Federal judges, for one, “shall hold their Offices during good Behaviour,” according to Article III, Section 1 of the Constitution. This means that if they behave badly (a standard notoriously difficult to define but left up to the Congress), they are subject to impeachment. And every university or law school has its own standards for revoking tenure. Of course, bouncing a judge or a tenured professor presents serious questions of judicial independence for the former, and academic freedom for the latter. But, as I wrote in my last post, there’s a difference between publishing revisionist law review articles as a law professor – as Yoo has done under the protection of academic freedom, both before and after his stint at DOJ – and ignoring federal statutes and treaties while advising the Executive Branch on its legal duties. This distinction would likely be key in any effort to discipline or dismiss Professor Yoo, or unseat Judge Bybee.

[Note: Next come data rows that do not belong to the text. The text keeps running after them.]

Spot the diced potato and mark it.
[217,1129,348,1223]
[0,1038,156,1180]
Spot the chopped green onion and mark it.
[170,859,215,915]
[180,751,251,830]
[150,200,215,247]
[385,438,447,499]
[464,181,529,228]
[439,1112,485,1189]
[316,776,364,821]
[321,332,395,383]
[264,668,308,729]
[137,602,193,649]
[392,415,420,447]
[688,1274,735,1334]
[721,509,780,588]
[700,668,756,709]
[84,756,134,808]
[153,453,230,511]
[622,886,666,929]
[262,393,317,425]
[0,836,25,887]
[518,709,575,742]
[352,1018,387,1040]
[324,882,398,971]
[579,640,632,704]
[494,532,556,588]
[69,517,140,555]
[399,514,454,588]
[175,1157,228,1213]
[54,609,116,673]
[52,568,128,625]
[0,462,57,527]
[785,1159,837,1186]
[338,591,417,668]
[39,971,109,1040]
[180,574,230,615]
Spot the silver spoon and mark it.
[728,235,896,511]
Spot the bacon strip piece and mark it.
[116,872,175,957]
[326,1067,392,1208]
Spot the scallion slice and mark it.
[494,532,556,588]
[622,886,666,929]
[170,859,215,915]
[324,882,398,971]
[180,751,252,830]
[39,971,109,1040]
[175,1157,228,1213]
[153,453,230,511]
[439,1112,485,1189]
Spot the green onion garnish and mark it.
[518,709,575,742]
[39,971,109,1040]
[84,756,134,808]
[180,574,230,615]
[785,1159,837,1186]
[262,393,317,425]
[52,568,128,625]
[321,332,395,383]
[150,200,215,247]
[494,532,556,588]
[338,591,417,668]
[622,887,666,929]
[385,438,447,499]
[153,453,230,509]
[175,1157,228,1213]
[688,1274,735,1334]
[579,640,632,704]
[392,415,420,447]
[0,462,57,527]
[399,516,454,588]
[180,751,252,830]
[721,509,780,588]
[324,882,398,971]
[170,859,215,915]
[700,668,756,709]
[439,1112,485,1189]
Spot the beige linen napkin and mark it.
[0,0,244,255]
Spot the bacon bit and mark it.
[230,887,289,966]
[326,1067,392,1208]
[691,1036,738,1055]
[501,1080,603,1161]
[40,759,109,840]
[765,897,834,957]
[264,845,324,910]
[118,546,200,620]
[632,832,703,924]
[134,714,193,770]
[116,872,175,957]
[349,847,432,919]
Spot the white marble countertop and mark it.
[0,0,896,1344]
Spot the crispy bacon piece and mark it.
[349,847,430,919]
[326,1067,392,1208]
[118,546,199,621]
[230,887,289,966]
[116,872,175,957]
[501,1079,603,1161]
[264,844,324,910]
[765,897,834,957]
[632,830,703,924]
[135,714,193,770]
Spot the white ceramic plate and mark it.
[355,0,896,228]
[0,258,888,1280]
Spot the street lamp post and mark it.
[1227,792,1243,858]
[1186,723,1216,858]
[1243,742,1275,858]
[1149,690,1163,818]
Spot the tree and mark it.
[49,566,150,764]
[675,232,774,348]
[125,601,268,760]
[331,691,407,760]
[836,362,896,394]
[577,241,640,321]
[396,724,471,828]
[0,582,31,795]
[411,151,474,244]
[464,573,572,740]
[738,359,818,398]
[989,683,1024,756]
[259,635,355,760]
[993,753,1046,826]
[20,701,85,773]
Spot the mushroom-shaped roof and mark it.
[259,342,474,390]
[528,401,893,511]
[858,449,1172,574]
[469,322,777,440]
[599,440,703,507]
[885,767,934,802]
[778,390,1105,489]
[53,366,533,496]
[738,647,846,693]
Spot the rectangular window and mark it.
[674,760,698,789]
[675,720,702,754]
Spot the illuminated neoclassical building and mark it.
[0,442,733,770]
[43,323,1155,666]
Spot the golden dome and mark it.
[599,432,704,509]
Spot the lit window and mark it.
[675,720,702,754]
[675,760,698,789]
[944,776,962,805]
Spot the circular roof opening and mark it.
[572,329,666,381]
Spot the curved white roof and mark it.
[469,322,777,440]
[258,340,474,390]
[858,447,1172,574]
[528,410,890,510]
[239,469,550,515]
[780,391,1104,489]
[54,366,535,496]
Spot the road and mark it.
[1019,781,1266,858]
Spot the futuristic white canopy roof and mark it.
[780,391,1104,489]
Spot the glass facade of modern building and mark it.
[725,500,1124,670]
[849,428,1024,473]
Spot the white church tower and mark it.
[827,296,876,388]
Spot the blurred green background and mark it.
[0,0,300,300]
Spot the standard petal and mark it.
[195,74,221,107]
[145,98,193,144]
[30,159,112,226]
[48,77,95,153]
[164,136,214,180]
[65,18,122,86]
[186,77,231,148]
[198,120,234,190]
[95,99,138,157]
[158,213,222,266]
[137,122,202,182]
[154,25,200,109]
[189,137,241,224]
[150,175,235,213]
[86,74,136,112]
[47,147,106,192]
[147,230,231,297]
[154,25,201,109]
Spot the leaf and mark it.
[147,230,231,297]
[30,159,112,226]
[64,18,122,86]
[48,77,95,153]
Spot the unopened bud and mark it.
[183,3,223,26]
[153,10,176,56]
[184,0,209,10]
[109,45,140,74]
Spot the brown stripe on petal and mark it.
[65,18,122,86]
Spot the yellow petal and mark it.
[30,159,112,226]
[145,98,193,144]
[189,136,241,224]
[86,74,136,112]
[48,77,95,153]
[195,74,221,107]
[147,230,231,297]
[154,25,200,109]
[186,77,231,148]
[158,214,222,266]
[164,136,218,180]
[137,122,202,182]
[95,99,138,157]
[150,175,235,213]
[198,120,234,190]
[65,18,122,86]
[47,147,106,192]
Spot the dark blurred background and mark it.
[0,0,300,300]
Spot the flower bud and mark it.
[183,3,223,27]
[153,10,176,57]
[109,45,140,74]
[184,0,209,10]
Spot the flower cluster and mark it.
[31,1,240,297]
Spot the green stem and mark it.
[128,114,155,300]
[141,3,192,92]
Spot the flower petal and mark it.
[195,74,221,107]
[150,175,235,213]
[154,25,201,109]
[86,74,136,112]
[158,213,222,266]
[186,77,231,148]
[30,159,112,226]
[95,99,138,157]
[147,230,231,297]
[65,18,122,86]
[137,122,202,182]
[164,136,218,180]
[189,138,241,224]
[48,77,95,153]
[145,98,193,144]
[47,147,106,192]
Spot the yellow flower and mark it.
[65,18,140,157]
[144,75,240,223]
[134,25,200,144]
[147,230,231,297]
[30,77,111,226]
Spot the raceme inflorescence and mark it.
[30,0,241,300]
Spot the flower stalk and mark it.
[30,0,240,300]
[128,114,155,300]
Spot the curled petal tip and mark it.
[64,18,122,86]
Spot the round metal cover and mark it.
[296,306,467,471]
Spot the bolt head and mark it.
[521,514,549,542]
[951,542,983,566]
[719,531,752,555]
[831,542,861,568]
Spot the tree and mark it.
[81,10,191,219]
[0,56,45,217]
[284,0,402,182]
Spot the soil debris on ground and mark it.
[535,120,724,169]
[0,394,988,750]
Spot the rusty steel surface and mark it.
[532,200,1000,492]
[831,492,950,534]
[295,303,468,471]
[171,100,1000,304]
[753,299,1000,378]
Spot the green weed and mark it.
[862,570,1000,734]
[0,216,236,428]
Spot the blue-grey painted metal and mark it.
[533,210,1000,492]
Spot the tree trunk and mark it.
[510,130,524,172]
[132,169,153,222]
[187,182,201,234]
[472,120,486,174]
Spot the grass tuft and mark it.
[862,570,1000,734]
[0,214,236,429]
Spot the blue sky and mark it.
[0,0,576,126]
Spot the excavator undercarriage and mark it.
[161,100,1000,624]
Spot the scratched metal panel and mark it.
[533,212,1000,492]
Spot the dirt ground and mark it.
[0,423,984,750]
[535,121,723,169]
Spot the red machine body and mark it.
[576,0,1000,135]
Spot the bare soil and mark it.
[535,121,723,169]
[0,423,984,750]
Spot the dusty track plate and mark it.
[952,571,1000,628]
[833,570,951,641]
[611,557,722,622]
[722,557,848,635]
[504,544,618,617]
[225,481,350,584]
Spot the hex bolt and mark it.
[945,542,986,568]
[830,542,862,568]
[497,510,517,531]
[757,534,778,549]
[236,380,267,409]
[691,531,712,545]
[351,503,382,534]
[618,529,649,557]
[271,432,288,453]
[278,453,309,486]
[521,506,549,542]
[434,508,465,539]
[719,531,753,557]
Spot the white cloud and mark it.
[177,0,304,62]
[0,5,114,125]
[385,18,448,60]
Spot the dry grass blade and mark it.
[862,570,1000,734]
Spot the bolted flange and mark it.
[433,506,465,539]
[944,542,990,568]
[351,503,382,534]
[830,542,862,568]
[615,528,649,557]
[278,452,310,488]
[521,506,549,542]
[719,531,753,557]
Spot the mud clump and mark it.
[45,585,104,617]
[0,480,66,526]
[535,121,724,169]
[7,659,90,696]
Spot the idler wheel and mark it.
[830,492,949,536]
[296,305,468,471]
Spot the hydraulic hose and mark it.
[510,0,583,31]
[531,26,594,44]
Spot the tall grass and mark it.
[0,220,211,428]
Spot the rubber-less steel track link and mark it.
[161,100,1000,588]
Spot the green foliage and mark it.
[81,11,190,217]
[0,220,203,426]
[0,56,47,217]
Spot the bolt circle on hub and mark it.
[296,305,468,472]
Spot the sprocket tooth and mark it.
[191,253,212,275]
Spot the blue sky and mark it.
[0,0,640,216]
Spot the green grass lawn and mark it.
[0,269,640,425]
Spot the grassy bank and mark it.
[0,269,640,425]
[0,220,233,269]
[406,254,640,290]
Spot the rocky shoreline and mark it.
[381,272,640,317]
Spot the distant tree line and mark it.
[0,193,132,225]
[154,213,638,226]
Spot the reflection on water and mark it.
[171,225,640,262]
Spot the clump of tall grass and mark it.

The point is that there are myriad questions to be answered, both substantive (did Bybee or Yoo commit unprofessional or unethical acts? did they write their nonsense in bad faith?) and procedural (who decides, how, and what results from such findings?). This is a long but vitally important road to travel, since there should be consequences when a government lawyer has put his imprimatur on advice that the lawyer knew, or should have known, was contrary to federal as well as international law to which the United States has accorded treaty and legislative recognition. Traveling that difficult road would be well worth the effort in order to re-assert that this is a nation of laws.
As it is said, the wheels of justice grind slowly, but infinitely fine.